MSU Building Plans Will Reshape Campus

- Montana State University said two major academic buildings, Jones Hall and Gianforte Hall, are on track to open in Bozeman for fall 2026. - The reshaping goes beyond new classrooms: MSU also plans west-side house demolitions, a Marsh Lab teardown and S. 6th Avenue demolitions totaling millions. - The buildout follows record enrollment of 17,165 students in fall 2025 and a yearslong campus expansion. (montana.edu)

Montana State University says Jones Hall and Gianforte Hall are both slated to open on the Bozeman campus for fall 2026. (kbzk.com) (montana.edu) Jones Hall will house the Mark and Robyn Jones College of Nursing in Bozeman, at the corner of 11th and Grant. The project is part of a five-campus nursing expansion funded by a $101 million gift from Mark and Robyn Jones. (kbzk.com) (montana.edu) Gianforte Hall will become the home of the Gianforte School of Computing, plus music technology, film and photography. MSU says the three-story building is backed by a $50 million gift from the Gianforte Family Foundation and is scheduled to open in fall 2026. (kbzk.com) (montana.edu) The campus changes are not limited to new buildings. A local TV report said demolition of the university’s West Side Houses is expected this summer as construction season ramps up. (kxlf.com) (montana.edu) State planning documents show other teardown work in the pipeline on the Bozeman campus. Montana University System materials list an estimated $2.39 million for Marsh Lab demolition and $550,000 for demolition at 1102 and 1106 South 6th Avenue. (mus.edu) MSU’s January 14, 2026 Board of Regents agenda also included a request to plan and design housing improvements in Bozeman. That suggests the housing changes now underway are part of a broader redevelopment push, not a one-off summer project. (mus.edu) The pressure behind the buildout is enrollment. Montana State enrolled a record 17,165 students in fall 2025, including 15,142 undergraduates and 2,023 graduate students. (montana.edu) MSU says it has added more than 4,000 students over the past decade and invested hundreds of millions of dollars in campus infrastructure.
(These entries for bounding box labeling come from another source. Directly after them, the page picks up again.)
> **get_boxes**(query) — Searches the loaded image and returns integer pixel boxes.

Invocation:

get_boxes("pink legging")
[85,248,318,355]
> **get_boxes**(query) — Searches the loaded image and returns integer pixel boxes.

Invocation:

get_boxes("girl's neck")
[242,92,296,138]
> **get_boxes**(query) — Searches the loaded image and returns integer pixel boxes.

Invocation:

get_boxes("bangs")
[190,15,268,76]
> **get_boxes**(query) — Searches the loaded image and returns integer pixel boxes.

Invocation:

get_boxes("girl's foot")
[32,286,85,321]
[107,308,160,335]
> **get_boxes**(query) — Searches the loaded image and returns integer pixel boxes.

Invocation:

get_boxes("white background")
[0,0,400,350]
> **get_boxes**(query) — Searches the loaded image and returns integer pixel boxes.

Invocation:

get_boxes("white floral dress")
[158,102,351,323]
Recent projects include a new pedestrian mall, a $60 million Student Wellness Center and Hyalite Hall, which opened in 2020 for student housing. (montana.edu) For students and neighbors, the immediate effect is a campus that will look different by the start of the fall 2026 semester. New nursing and computing buildings are rising as older housing and lab space come down. (kbzk.com) (mus.edu)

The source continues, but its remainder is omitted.